Tomáš Mikolov is a research scientist at Facebook AI Research since 2014. Previously he has been a member of Google Brain team, where he developed efficient algorithms for computing distributed representations of words (word2vec project). He has obtained PhD from Brno University of Technology for work on recurrent neural network based language models (RNNLM). His long term research goal is to develop intelligent machines capable of communicating with people using natural language. His talk will take place on Tuesday, January 3rd, 2017, 5pm in room E112.
Neural Networks for Natural Language Processing
Abstract: Neural networks are currently very successful in various machine learning tasks that involve natural language. In this talk, I will describe how recurrent neural network language models have been developed, as well as their most frequent applications to speech recognition and machine translation.
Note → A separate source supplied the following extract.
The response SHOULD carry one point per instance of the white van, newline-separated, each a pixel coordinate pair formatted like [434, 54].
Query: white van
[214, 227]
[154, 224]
Next, I will talk about distributed word representations, their interesting properties, and efficient ways how to compute them. Finally, I will describe our latest efforts to create novel dataset that would allow researchers to develop new types of applications that include communication with human users in natural language.
Gernot Ziegler (Dr.Ing.) is an Austrian engineer with an MSc degree in Computer Science and Engineering from Linköping University, Sweden, and a PhD from the University of Saarbrücken, Germany. He pursued his PhD studies at the Max-Planck-Institute for Informatics in Saarbrücken, Germany, specializing in GPU algorithms for computer vision and data-parallel algorithms for spatial data structures. He then joined NVIDIA’s DevTech team, where he consulted in high performance computing and automotive computer vision on graphics hardware. In 2016, Gernot has founded his own consulting company to explore the applications of his computer vision expertise on graphics hardware in mobile consumer, industrial vision and heritage digitalization. His talk will take place on Wednesday, December 14th, 2016, 1pm in room E105.
Data Parallelism in Computer Vision
Abstract: In algorithmic design, serial data dependencies which accelerate CPU processing for computer vision are often counterproductive for the data-parallel GPU. The talk presents data structures and algorithms that enable data parallelism for connected components, line detection, feature detection, marching cubes or octree generation. We will point out the important aspects of data parallel design that will allow you to design new algorithms for GPGPU-based computer vision and image processing yourself. As food for thought, I will sketch algorithmic ideas that could lead to new collaborative results in real-time computer vision.
Video recording of the talk is publicly available.